Wednesday, March 28, 2012

who



Miss Margaret's Tree, Water Color 24 x 20
Grace Estes Henderson, Artist


Who collects art? I've asked more than a few people a couple of times.


Easter at the Gee Place, Oil on Canvas 16 x 20
Anne Hughes Sayle, Artist



More than buying a piece because it matches the sofa or purchasing a work when it compliments a theme, is it that the collector has somehow connected to the artist's view either by desire or memory? I always said it was the story but it is so visual.

Does that mean your most common art connoisseur is a man?



Stampede, Acrylic 24 x 30
Grace Estes Henderson, Artist
Just a Balancing Act, Acrylic 14 x 14
Grace Estes Henderson, Artist


There are times no matter how hard I try I can't escape what I think so when Josh asked me to watch Pollock years ago I had a hard time getting past Jackson's neglect of his wife. Just a couple of months ago I watched this and developed a new appreciation for who that guy must have been.

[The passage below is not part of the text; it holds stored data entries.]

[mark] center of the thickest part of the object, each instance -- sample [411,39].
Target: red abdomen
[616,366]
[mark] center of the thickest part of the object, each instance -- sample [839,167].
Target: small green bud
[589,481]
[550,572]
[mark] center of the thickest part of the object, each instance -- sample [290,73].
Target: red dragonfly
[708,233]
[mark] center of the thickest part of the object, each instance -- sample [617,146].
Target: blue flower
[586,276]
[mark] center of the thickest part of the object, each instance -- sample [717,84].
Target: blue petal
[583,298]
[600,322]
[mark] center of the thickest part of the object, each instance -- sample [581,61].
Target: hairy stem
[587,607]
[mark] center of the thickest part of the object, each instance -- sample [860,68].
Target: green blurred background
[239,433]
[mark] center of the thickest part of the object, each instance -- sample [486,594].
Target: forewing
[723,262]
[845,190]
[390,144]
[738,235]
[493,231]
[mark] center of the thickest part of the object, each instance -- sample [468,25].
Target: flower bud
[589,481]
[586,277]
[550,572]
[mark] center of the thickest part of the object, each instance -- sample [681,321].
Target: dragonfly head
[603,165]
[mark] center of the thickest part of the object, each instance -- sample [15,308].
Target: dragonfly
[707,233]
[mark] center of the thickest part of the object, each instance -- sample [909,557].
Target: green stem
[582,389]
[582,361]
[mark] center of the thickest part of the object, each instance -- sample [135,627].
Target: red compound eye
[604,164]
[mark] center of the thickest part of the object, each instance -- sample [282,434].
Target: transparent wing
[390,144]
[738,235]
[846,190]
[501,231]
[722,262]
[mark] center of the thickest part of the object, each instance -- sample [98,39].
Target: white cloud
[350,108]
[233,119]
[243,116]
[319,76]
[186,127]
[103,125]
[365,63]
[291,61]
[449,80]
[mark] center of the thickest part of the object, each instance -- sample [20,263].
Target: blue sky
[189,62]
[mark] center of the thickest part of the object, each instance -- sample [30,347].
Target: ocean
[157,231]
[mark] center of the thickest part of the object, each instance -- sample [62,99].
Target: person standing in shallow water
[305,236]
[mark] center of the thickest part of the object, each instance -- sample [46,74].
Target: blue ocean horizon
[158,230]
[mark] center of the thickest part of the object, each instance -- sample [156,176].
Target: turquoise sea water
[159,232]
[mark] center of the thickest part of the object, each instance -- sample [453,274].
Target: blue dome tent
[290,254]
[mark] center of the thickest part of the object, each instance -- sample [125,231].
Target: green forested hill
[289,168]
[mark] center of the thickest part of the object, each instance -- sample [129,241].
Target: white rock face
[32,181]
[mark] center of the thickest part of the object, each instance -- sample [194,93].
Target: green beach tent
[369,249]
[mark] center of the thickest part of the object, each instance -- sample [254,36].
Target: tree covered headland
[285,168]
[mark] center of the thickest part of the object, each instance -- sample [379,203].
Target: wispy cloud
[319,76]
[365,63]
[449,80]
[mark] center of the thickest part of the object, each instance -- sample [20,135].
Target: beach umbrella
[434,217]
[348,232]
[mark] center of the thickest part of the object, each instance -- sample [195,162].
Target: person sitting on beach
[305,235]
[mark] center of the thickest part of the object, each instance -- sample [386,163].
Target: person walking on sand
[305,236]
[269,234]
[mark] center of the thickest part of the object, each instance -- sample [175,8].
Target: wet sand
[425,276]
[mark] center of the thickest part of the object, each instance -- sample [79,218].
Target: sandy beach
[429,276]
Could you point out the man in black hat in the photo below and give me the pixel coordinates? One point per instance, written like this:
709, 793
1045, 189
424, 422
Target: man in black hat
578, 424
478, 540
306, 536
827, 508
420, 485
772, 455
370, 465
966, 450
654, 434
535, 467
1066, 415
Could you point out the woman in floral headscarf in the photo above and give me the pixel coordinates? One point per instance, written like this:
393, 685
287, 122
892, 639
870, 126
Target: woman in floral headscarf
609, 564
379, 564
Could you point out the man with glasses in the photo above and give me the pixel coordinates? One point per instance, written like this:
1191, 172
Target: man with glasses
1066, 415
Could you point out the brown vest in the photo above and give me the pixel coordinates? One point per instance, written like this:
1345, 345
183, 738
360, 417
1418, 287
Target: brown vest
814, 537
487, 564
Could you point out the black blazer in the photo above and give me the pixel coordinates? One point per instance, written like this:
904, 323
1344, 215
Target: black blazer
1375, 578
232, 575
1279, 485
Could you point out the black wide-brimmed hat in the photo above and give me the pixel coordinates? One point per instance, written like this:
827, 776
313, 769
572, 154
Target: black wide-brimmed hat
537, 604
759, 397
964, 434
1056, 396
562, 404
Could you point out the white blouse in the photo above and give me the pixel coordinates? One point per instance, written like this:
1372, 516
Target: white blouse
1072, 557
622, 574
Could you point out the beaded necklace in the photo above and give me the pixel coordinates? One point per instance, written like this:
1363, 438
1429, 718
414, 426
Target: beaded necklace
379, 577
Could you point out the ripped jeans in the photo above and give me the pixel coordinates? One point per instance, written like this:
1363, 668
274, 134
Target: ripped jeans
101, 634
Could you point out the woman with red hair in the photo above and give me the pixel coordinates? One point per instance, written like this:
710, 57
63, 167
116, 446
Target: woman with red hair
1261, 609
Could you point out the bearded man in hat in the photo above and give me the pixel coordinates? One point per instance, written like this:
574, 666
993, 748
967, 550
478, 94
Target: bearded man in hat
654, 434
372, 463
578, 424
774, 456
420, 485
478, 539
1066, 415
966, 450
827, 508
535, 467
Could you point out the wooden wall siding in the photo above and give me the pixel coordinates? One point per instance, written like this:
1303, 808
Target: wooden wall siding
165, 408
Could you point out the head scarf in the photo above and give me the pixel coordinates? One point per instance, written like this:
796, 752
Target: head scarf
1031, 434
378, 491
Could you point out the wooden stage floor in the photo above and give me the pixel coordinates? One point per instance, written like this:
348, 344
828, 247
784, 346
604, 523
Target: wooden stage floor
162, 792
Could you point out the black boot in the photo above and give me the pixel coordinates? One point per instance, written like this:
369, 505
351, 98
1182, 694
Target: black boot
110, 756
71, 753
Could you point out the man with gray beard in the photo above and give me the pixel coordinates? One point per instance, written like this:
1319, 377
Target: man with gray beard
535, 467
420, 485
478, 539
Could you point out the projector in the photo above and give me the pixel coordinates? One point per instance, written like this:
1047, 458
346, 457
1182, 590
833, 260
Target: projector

Grace? She sees art as an expression of the soul and the mind, which she says is simply fun.



When selling anything it always made sense to say, Who is my buyer, what do they want? The best thing I saw in Pollock was he didn't care. My opinion is if he had it would have ruined his work so that is where I connect with him and that is how I know if I had a billion zillion dollars I might have a Jackson Pollock in my home.


Deauville, Oil on Canvas 11 x 14
Anne Hughes Sayle, Artist

I accept that I am a novice.
Seriously, what do I know? Nothing about brush strokes.
My sense of color? Absent. My Aunt Wanda picked the paint for the walls in my house and they would never change unless she told me to do so.

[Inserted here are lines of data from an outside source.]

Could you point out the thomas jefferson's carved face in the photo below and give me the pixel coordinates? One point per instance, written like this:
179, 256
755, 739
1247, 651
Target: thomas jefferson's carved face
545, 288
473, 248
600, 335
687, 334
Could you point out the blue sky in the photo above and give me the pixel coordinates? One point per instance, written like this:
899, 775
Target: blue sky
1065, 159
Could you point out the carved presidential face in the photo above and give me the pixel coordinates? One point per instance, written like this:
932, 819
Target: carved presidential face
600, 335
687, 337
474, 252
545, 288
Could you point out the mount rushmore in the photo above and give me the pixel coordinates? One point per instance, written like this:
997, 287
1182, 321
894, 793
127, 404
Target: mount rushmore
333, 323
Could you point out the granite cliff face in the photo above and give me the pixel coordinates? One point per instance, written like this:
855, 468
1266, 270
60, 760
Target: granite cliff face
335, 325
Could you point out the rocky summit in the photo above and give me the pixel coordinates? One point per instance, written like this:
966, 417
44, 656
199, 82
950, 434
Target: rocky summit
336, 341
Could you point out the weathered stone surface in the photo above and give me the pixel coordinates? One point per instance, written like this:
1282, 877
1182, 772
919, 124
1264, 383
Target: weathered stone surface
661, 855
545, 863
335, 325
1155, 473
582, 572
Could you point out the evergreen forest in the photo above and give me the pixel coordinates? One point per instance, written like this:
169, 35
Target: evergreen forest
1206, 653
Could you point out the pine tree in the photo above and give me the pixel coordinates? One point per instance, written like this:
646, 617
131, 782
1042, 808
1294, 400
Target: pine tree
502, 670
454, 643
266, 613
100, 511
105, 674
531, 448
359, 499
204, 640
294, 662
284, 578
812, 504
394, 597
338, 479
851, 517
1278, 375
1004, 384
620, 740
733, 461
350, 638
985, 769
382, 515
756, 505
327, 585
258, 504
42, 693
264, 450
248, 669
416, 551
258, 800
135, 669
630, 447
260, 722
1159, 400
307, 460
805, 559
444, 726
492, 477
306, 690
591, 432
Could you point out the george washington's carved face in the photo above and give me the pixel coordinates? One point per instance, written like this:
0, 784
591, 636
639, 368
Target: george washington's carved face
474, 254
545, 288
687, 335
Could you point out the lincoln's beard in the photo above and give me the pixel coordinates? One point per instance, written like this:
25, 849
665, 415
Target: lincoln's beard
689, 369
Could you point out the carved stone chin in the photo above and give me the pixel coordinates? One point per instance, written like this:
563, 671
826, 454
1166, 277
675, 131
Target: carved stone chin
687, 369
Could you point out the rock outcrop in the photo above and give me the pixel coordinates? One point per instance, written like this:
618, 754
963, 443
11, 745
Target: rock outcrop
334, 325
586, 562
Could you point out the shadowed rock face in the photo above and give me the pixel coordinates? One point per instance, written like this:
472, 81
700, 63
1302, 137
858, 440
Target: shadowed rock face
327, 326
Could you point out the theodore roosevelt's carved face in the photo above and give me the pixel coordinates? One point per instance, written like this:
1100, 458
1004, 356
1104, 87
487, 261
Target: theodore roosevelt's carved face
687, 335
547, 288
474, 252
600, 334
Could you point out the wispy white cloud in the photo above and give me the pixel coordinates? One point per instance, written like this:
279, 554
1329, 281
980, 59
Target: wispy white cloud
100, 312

Picnic, Oil on Panel 11" x 14" (cypress frame)
Anne Hughes Sayle



It is maybe only what we as individuals see. That must be why it is so difficult at times for an artist and why so many of them are typically starving. Not because they fear telling their story but because maybe they have found it is one of the few things they truly want to do.

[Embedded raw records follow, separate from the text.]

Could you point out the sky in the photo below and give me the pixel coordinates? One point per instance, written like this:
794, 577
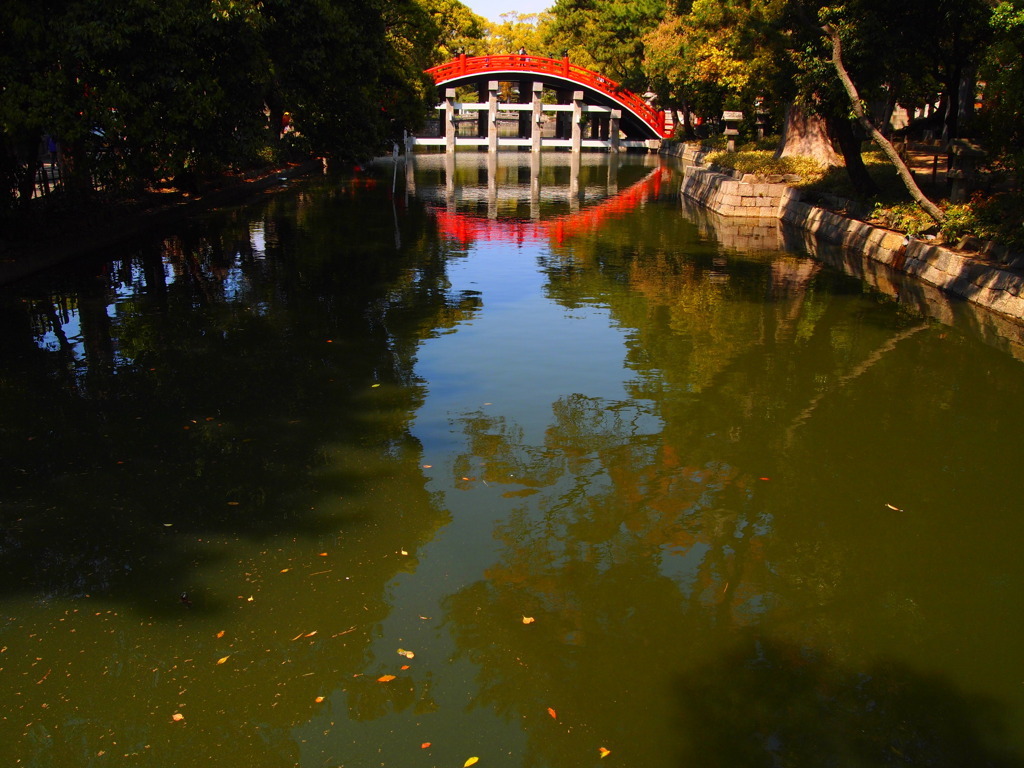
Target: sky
493, 9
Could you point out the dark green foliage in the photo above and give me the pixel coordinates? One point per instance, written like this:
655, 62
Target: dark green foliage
139, 91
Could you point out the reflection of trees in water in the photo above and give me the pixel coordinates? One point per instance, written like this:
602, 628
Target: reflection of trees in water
590, 555
203, 370
764, 702
646, 543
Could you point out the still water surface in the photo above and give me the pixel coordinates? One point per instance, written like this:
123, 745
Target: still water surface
515, 465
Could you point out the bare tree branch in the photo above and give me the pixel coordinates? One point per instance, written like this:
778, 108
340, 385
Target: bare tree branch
865, 122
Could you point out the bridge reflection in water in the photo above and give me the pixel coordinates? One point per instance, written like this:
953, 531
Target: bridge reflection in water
520, 197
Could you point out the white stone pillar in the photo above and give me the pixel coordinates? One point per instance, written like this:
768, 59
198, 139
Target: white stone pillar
537, 132
450, 120
577, 121
493, 116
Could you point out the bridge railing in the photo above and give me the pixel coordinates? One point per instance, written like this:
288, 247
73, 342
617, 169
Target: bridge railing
542, 65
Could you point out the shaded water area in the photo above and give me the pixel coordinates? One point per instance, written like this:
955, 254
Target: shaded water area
515, 465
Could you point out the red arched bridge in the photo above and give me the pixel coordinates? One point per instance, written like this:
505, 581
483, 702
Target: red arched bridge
608, 108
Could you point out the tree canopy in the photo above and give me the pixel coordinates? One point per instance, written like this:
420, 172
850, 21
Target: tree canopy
134, 91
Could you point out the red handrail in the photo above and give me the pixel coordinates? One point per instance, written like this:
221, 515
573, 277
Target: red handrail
543, 66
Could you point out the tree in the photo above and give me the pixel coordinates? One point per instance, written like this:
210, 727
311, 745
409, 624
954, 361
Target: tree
458, 29
523, 31
607, 35
1001, 123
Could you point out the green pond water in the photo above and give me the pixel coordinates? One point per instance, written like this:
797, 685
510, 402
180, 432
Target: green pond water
519, 463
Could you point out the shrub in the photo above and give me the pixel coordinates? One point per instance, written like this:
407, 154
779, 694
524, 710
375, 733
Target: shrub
764, 163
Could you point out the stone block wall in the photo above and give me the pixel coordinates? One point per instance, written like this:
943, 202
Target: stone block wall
982, 283
993, 286
729, 196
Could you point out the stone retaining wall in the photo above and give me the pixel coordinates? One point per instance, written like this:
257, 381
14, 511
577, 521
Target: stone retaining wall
981, 282
736, 197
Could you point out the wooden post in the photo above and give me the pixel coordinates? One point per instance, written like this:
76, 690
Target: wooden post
450, 120
577, 121
537, 132
493, 116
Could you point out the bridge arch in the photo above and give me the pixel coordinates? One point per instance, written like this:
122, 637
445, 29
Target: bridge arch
640, 120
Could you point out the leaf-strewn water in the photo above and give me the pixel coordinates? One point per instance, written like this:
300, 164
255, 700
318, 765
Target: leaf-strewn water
519, 463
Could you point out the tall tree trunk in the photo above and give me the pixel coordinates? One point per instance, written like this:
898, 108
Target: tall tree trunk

Do you think in order to do it right they had to forget who their audience could be?


These two artists can be found for three more nights at the Como Main Street Art Gallery in Como, MS. The show is called Two Women & a Brush. If you can't make it and would like to see more of their work or would be interested in pricing, which I think is quite fair and won't run you a Pollock, you can get in touch with David Marsh by emailing pneumarsh@gmail.com or connecting with the gallery through Facebook.



I am grateful that people continue to share their stories.










Slater would like to suggest we listen to this while we peruse art.

5 comments:

Maggie Moran said...

This is very nice! Thank you for sharing. :D

Shea Goff said...

Thank you, Maggie. It was very nice of you to stop by! I love the profile pic.

Grace Henderson said...

Sorry I did not meet you when you attended "Two Women and a Brush." Would so loved talking art with you.Penetrating and thought provoking comments, Shea. I'd wither without my upstairs bedroom studio. Let's do talk.

Molly Hawkins said...

love the work of these two ladies ~ delightful show, too!

enjoying your insightful thoughts, Shea!

Shea Goff said...

Grace, it is an honor to have you here and I would love to sit and talk. We'll do it!

Thanks, Molly. I am looking forward to seeing what you have for the Spring Show.